Message schema defines allowed data structure of an XML document. In other words, data sequence, occurrence and tag for each piece of information entered. Meaning and content of each tag is defined by a message standard. Usually data structure is defined using DTD (Document Type Definition) or XSD (W3C XML Schema). Use of other message schemas such as Relax NG is rare. Today most of the structured data formats are described using W3C XML schema.
XSD schemas are preferred over DTD for several reasons. DTD's power of expression is limited. It can be used to express data sequence and allowed tags, but it has limited ability to express permitted data values. Especially for organizations participating in electronic data interchange, it is crucial that data is 100% valid. Therefore DTD is often sufficient only for XML documents which are intended to be visualized (to be interpreted visually). DTD has also limitations with XML namespaces which in turn limits its use in applications. Additionally, DTD is from the period before the "XML era". Therefore a syntax used to define DTD is not based on XML, in contrast to XSD.
Message schemas lack ability to state technical and business rules, specifically conditional ones, as well as various integrity requirements. Failure to fulfill these requirements raises issues which are difficult to detect manually. Without ability for detailed testing, errors are not detected before sending data to the recipient's system.

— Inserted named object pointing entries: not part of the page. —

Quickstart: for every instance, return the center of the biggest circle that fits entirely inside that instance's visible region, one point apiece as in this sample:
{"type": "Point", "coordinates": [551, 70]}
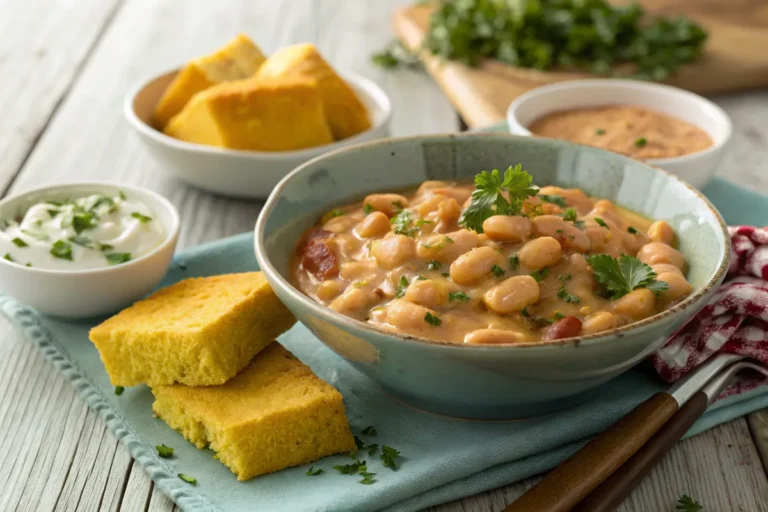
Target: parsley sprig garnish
{"type": "Point", "coordinates": [488, 200]}
{"type": "Point", "coordinates": [688, 504]}
{"type": "Point", "coordinates": [621, 276]}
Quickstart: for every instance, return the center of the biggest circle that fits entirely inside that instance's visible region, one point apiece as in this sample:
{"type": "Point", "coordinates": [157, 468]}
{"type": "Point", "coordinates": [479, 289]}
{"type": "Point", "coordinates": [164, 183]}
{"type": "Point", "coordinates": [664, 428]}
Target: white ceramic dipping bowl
{"type": "Point", "coordinates": [93, 292]}
{"type": "Point", "coordinates": [239, 173]}
{"type": "Point", "coordinates": [695, 168]}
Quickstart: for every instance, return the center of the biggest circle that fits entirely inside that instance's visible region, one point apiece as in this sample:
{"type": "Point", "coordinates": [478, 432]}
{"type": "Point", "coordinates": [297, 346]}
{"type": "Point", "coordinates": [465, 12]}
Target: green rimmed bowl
{"type": "Point", "coordinates": [499, 381]}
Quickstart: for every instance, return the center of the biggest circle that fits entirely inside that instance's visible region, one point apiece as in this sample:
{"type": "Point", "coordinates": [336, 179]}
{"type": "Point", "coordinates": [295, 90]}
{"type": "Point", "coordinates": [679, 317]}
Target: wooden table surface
{"type": "Point", "coordinates": [66, 67]}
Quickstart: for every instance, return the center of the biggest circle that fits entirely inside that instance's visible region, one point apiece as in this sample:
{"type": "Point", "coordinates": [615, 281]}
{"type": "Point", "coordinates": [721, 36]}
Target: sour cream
{"type": "Point", "coordinates": [90, 232]}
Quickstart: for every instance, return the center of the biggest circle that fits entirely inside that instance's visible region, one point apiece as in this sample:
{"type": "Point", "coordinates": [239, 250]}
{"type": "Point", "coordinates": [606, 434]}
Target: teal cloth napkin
{"type": "Point", "coordinates": [443, 459]}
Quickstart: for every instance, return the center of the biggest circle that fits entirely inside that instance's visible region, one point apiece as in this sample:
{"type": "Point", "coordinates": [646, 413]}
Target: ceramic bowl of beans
{"type": "Point", "coordinates": [489, 295]}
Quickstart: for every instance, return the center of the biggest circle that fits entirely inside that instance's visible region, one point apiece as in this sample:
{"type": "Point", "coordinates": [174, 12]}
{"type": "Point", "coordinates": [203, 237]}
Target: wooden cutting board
{"type": "Point", "coordinates": [736, 57]}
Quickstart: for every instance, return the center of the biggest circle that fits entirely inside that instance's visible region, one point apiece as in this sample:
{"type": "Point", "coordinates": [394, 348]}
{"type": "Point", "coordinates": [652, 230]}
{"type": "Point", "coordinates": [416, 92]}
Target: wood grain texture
{"type": "Point", "coordinates": [734, 58]}
{"type": "Point", "coordinates": [54, 452]}
{"type": "Point", "coordinates": [40, 55]}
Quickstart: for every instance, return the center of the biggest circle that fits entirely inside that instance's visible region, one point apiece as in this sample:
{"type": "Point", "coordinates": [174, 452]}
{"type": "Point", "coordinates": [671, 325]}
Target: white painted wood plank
{"type": "Point", "coordinates": [42, 45]}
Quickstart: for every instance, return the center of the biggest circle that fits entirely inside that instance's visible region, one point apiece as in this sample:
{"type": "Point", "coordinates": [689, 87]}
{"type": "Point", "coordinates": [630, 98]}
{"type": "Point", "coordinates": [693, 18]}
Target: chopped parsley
{"type": "Point", "coordinates": [116, 258]}
{"type": "Point", "coordinates": [313, 472]}
{"type": "Point", "coordinates": [487, 198]}
{"type": "Point", "coordinates": [401, 287]}
{"type": "Point", "coordinates": [83, 221]}
{"type": "Point", "coordinates": [389, 457]}
{"type": "Point", "coordinates": [563, 294]}
{"type": "Point", "coordinates": [432, 319]}
{"type": "Point", "coordinates": [460, 296]}
{"type": "Point", "coordinates": [188, 479]}
{"type": "Point", "coordinates": [350, 469]}
{"type": "Point", "coordinates": [688, 504]}
{"type": "Point", "coordinates": [621, 276]}
{"type": "Point", "coordinates": [164, 451]}
{"type": "Point", "coordinates": [540, 274]}
{"type": "Point", "coordinates": [556, 200]}
{"type": "Point", "coordinates": [62, 250]}
{"type": "Point", "coordinates": [144, 218]}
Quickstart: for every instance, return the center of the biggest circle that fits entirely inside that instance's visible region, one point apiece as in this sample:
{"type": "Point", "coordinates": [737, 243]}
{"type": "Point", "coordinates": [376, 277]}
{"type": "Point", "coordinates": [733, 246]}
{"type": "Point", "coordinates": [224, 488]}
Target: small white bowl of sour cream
{"type": "Point", "coordinates": [85, 249]}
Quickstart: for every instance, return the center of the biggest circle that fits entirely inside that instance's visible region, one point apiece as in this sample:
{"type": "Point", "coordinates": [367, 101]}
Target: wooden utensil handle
{"type": "Point", "coordinates": [574, 479]}
{"type": "Point", "coordinates": [609, 495]}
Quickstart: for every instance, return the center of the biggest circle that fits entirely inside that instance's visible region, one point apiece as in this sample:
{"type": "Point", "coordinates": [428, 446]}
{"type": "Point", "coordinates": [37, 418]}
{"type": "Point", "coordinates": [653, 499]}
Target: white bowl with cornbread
{"type": "Point", "coordinates": [662, 125]}
{"type": "Point", "coordinates": [104, 258]}
{"type": "Point", "coordinates": [240, 134]}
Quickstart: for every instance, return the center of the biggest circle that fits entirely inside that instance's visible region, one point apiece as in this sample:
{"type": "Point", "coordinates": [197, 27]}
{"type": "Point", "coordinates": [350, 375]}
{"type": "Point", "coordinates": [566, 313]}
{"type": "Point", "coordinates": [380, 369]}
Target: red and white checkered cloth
{"type": "Point", "coordinates": [735, 320]}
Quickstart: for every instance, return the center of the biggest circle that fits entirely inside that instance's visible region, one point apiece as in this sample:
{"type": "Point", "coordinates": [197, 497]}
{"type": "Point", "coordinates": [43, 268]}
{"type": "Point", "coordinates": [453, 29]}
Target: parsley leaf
{"type": "Point", "coordinates": [432, 319]}
{"type": "Point", "coordinates": [688, 504]}
{"type": "Point", "coordinates": [188, 479]}
{"type": "Point", "coordinates": [621, 276]}
{"type": "Point", "coordinates": [313, 472]}
{"type": "Point", "coordinates": [460, 296]}
{"type": "Point", "coordinates": [389, 456]}
{"type": "Point", "coordinates": [62, 250]}
{"type": "Point", "coordinates": [563, 293]}
{"type": "Point", "coordinates": [116, 258]}
{"type": "Point", "coordinates": [144, 218]}
{"type": "Point", "coordinates": [540, 274]}
{"type": "Point", "coordinates": [401, 287]}
{"type": "Point", "coordinates": [487, 198]}
{"type": "Point", "coordinates": [164, 451]}
{"type": "Point", "coordinates": [556, 200]}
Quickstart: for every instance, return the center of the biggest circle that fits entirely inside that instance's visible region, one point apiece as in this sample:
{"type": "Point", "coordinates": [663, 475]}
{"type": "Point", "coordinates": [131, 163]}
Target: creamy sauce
{"type": "Point", "coordinates": [90, 232]}
{"type": "Point", "coordinates": [633, 131]}
{"type": "Point", "coordinates": [513, 283]}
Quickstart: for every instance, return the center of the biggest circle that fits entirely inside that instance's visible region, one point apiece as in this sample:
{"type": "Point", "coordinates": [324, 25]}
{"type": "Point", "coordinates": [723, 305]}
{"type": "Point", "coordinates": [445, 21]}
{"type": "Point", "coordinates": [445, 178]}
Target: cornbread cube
{"type": "Point", "coordinates": [272, 115]}
{"type": "Point", "coordinates": [240, 58]}
{"type": "Point", "coordinates": [346, 113]}
{"type": "Point", "coordinates": [274, 414]}
{"type": "Point", "coordinates": [199, 331]}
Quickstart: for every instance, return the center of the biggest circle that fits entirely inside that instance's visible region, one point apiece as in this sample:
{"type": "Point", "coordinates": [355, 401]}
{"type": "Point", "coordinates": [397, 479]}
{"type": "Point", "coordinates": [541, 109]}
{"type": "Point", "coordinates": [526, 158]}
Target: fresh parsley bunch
{"type": "Point", "coordinates": [591, 35]}
{"type": "Point", "coordinates": [488, 198]}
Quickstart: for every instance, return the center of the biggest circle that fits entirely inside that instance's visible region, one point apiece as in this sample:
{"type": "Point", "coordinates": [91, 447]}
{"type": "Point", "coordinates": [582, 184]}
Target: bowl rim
{"type": "Point", "coordinates": [172, 231]}
{"type": "Point", "coordinates": [371, 88]}
{"type": "Point", "coordinates": [628, 84]}
{"type": "Point", "coordinates": [348, 323]}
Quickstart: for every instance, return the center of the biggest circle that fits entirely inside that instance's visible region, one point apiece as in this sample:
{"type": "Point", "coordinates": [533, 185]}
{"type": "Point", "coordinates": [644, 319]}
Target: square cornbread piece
{"type": "Point", "coordinates": [199, 331]}
{"type": "Point", "coordinates": [270, 115]}
{"type": "Point", "coordinates": [346, 113]}
{"type": "Point", "coordinates": [274, 414]}
{"type": "Point", "coordinates": [240, 58]}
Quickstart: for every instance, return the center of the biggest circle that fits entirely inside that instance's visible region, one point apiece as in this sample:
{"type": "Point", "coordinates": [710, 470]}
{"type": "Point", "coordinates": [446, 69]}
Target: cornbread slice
{"type": "Point", "coordinates": [240, 58]}
{"type": "Point", "coordinates": [346, 113]}
{"type": "Point", "coordinates": [272, 115]}
{"type": "Point", "coordinates": [274, 414]}
{"type": "Point", "coordinates": [199, 331]}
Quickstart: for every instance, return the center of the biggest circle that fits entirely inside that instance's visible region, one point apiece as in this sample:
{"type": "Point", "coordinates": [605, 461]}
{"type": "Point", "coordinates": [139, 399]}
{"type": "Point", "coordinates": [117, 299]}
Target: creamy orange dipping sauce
{"type": "Point", "coordinates": [402, 263]}
{"type": "Point", "coordinates": [634, 131]}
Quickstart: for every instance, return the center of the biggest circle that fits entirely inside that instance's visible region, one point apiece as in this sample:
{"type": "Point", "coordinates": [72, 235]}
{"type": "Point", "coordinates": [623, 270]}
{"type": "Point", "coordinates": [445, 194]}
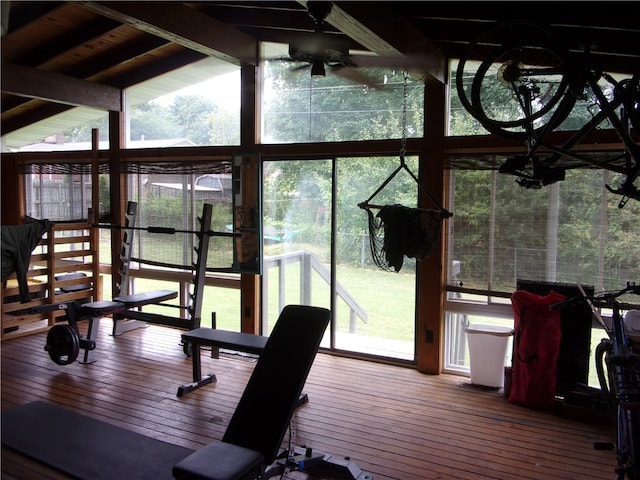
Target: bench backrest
{"type": "Point", "coordinates": [262, 416]}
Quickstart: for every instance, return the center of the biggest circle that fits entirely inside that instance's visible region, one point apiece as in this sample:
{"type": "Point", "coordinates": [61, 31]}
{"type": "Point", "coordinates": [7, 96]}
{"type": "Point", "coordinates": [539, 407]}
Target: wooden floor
{"type": "Point", "coordinates": [393, 422]}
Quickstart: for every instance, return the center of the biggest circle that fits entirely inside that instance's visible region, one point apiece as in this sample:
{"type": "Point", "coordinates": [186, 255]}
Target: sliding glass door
{"type": "Point", "coordinates": [318, 251]}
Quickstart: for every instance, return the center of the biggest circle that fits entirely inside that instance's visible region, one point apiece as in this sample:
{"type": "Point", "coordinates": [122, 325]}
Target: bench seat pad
{"type": "Point", "coordinates": [244, 342]}
{"type": "Point", "coordinates": [146, 298]}
{"type": "Point", "coordinates": [99, 309]}
{"type": "Point", "coordinates": [220, 461]}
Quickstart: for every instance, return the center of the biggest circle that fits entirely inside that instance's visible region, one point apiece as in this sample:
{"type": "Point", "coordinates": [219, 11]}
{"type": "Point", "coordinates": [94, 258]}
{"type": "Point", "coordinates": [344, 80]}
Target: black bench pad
{"type": "Point", "coordinates": [220, 461]}
{"type": "Point", "coordinates": [237, 341]}
{"type": "Point", "coordinates": [99, 309]}
{"type": "Point", "coordinates": [145, 298]}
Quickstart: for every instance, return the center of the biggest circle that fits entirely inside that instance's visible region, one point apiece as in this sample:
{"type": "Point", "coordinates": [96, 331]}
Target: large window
{"type": "Point", "coordinates": [299, 107]}
{"type": "Point", "coordinates": [570, 232]}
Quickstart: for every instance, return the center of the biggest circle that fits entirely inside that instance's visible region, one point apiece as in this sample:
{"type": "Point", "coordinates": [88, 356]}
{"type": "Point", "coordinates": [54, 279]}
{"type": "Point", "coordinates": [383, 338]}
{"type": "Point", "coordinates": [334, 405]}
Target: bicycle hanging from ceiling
{"type": "Point", "coordinates": [396, 230]}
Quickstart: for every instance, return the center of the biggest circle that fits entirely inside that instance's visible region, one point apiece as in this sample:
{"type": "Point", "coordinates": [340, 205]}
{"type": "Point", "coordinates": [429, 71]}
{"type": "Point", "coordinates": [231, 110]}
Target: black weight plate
{"type": "Point", "coordinates": [63, 344]}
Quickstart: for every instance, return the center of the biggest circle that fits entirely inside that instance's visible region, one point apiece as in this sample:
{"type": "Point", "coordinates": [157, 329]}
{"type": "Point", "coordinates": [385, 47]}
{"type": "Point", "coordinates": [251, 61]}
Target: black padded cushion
{"type": "Point", "coordinates": [262, 416]}
{"type": "Point", "coordinates": [264, 411]}
{"type": "Point", "coordinates": [220, 461]}
{"type": "Point", "coordinates": [146, 298]}
{"type": "Point", "coordinates": [99, 309]}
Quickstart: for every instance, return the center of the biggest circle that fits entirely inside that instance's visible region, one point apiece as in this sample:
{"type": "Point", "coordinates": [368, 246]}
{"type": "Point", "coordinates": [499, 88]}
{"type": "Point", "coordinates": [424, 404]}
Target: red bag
{"type": "Point", "coordinates": [536, 345]}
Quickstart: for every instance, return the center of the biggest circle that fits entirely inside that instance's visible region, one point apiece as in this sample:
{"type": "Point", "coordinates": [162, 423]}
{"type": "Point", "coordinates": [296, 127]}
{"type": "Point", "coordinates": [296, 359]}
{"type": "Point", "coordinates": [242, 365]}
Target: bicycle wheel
{"type": "Point", "coordinates": [631, 101]}
{"type": "Point", "coordinates": [512, 77]}
{"type": "Point", "coordinates": [603, 349]}
{"type": "Point", "coordinates": [628, 450]}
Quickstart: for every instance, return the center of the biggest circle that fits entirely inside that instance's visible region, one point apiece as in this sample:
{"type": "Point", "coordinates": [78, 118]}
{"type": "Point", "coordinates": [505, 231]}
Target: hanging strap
{"type": "Point", "coordinates": [403, 149]}
{"type": "Point", "coordinates": [403, 166]}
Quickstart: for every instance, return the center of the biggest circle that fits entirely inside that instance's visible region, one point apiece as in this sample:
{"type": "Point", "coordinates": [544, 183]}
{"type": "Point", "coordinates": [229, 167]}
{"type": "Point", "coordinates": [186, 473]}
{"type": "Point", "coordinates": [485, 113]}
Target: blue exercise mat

When you want to make sure your XML document is in line with XML schema, a test needs to be performed. We call it schema validation. As a complement for a message schema, it's recommended to publish a message implementation guideline. This guideline contains verbal descriptions of technical and business rules affecting on content requirements. Testing tools to verify independently that XML document conforms to the guideline has been rare and expensive. Truugo provides an easy and inexpensive way to setup a test profile, to perform both schema validation and rule-based validation at once.